This presentation is part of Preserving U.S. Military Heritage: WWII to the Cold War, Fredericksburg, Texas, June 4-6, 2019.
by Odile Madden
Early aviation design incorporated the most innovative plastics of the time, and examples of these technologies are represented in the Smithsonian National Air and Space Museum (NASM) collection. Particularly interesting is the co-evolution of transparent sheet plastics and the enclosure of cockpits in heavier-than-air aircraft of the 1920s through World War II. A novel, non-invasive study of goggles, helmets, and airplane canopies in Smithsonian collections was the first known large-scale technical survey of aviation plastics. It leveraged the world’s largest air and space collection as evidence of the materials and technologies used to create polymeric windows in the early-20th century.
The Wright brothers first flew at Kitty Hawk in an open architecture aircraft. By 1910, aircraft were streamlined and pilots were given some protection from the slipstream and elements by covering the aircraft’s skeletal frame with fabric, leaving the top open for the pilot’s head and shoulders. These early cockpits were located behind the engine, and the pilot was pelted with wind, rain, ice, oil, and the occasional bird that happened into the propeller. All threatened the pilot’s ability to see and maneuver the plane. Goggles and small windshields were a first defense, provided they did not fail. As flying became more common, ambitious pilots flew ever higher, faster, and year round, which brought the need to enclose cockpits and still see out of them. This period coincided with the development of shatterproof laminated safety glass and water-clear transparent plastic sheets that were lighter, more flexible, easier to shape, and less likely to shatter on impact. Aviation soon was a target market for these products.
Because the evolution of transparent window materials and plastic occurred on a similar trajectory, early aircraft – the production history of which is well known – are an opportunity to study developments in early transparent plastics. Written documentation of plastic products available at that time tends to come from manufacturers’ R&D reports, marketing materials, and advertisements, all of which offer valuable insight into what was available but may not coincide with what was used. The Smithsonian Museum Conservation Institute (MCI) and NASM teamed up to evaluate the potential of Raman spectroscopy to characterize the plastics that actually were used. Using these tools and X-ray fluorescence spectrometry we constructed a timeline for the development of aviator eyewear and aircraft window materials through World War II.
This research was funded by the National Park Service and the National Center for Preservation Technology and Training (Grant #MT-2210-10-NC-10).
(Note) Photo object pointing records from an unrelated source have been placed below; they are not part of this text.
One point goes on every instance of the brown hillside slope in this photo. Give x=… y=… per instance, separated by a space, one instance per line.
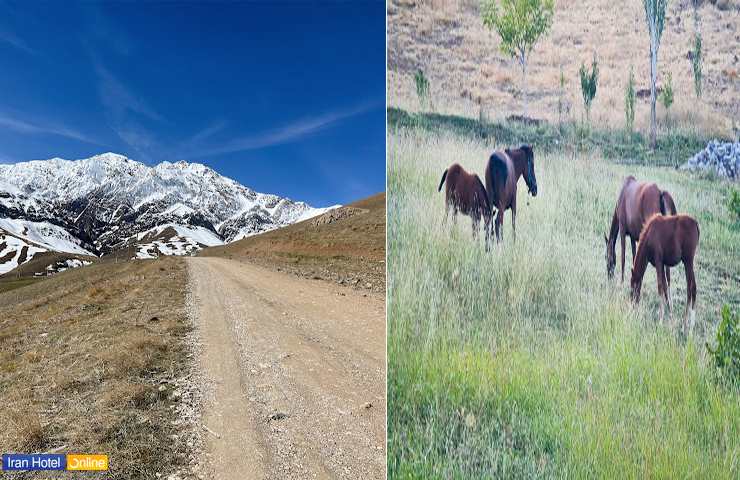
x=90 y=360
x=346 y=245
x=466 y=69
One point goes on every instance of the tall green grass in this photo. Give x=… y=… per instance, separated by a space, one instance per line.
x=525 y=361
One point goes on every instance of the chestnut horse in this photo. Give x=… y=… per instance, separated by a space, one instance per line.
x=664 y=242
x=502 y=174
x=637 y=202
x=464 y=192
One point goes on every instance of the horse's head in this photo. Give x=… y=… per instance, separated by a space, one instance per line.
x=635 y=287
x=530 y=178
x=611 y=257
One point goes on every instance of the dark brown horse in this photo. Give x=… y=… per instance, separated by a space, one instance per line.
x=637 y=202
x=464 y=192
x=503 y=170
x=664 y=242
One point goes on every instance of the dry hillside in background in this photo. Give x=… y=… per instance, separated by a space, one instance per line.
x=467 y=71
x=345 y=245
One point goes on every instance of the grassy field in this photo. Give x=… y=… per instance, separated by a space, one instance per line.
x=525 y=361
x=89 y=359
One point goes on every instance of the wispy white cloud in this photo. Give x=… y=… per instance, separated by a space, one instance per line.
x=8 y=37
x=292 y=132
x=126 y=111
x=25 y=127
x=119 y=99
x=208 y=131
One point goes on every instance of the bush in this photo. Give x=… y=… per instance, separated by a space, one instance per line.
x=588 y=85
x=629 y=102
x=733 y=204
x=726 y=356
x=422 y=86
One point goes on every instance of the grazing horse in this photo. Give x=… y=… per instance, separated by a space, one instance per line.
x=464 y=192
x=637 y=202
x=664 y=242
x=502 y=174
Odile Madden is Senior Scientist of the Getty Conservation Institute’s Modern and Contemporary Art Research Initiative, which aims to improve understanding and conservation of new material technologies used in nineteenth- through twenty-first-century cultural heritage. Prior to joining the GCI in 2017, she was Research Scientist at the Smithsonian’s Museum Conservation Institute, where she studied the technological evolution of early synthetic plastics to improve their preservation. She holds a PhD in Materials Science and Engineering from the University of Arizona and a MA in History of Art and Archaeology and Advanced Certificate in the Conservation from New York University.